A Apple Music vai introduzir, ainda este ano, etiquetas visíveis para músicas geradas por inteligência artificial, numa medida que procura tornar mais claro para os ouvintes quando uma faixa foi criada com recurso material a IA.
A iniciativa chama-se “Made With AI” e foi comunicada pela plataforma a parceiros da indústria musical, como editoras e distribuidoras. Segundo a informação divulgada, as músicas identificadas pelos fornecedores de conteúdo como tendo sido “materialmente geradas usando IA” passarão a surgir assinaladas dentro da Apple Music.
A medida dá continuidade às “AI Transparency Tags”, introduzidas em março. Essas etiquetas permitiam aos fornecedores de conteúdo indicar quando a inteligência artificial tinha sido usada numa parte material de uma faixa, composição, artwork ou vídeo musical. A diferença é que, com o novo sistema, essa informação passará a ser visível para os utilizadores da plataforma.
A Apple Music defende que editoras, distribuidoras e outros fornecedores de conteúdo terão um papel central neste processo, por serem as entidades mais bem posicionadas para saber como a música foi criada e que etiquetas de transparência devem ser aplicadas.
O tema tem ganho peso na indústria do streaming. Em abril, Oliver Schusser, executivo da Apple Music, afirmou à “Billboard” que mais de um terço da música submetida mensalmente à plataforma é “100% IA”. Ainda assim, segundo o responsável, o consumo deste tipo de música dentro da Apple Music continua reduzido, representando menos de 0,5%.

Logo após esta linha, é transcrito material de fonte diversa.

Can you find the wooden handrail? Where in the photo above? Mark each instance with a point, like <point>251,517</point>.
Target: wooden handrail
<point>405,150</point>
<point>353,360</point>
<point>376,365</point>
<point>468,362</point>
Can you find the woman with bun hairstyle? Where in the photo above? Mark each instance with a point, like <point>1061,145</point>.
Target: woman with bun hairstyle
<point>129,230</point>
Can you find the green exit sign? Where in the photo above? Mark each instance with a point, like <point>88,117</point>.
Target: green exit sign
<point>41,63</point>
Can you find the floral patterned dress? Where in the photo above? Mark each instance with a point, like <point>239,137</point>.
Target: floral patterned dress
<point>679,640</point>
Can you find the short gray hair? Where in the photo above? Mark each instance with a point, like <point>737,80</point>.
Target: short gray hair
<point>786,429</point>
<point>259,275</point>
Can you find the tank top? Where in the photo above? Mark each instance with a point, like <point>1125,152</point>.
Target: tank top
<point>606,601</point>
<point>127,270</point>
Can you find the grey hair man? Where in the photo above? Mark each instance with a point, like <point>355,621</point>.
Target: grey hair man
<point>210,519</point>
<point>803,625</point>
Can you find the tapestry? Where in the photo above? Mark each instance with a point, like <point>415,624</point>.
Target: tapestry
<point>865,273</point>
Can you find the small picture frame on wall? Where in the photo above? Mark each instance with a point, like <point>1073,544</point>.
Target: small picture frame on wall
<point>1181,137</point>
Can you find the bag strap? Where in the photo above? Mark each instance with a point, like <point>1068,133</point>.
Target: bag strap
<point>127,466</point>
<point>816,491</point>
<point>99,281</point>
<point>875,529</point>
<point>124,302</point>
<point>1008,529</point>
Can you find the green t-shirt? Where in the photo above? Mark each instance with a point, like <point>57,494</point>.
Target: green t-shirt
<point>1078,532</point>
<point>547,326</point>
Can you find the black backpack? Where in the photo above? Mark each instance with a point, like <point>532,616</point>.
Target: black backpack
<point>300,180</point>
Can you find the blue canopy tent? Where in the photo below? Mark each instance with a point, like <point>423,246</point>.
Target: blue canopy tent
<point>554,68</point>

A decisão da Apple Music surge num momento em que várias plataformas estão a definir novas regras para lidar com música gerada por inteligência artificial. O Spotify anunciou recentemente que vai começar a identificar perfis de artistas gerados por IA. A TIDAL passou a excluir música gerada por IA dos pagamentos de royalties. Já a Beatport proibiu a venda de faixas totalmente geradas por inteligência artificial.
Para quem acompanha música eletrónica, esta discussão é particularmente relevante. A produção digital sempre fez parte da identidade da cultura eletrónica, mas a utilização de IA levanta novas questões sobre autoria, transparência, curadoria e valor artístico.
A introdução de etiquetas visíveis não impede a presença de música gerada por IA nas plataformas, mas cria uma camada adicional de informação para ouvintes, artistas, DJs e curadores. Num ecossistema cada vez mais saturado por lançamentos digitais, saber como uma faixa foi criada pode tornar-se um critério importante na forma como a música é descoberta, selecionada e valorizada.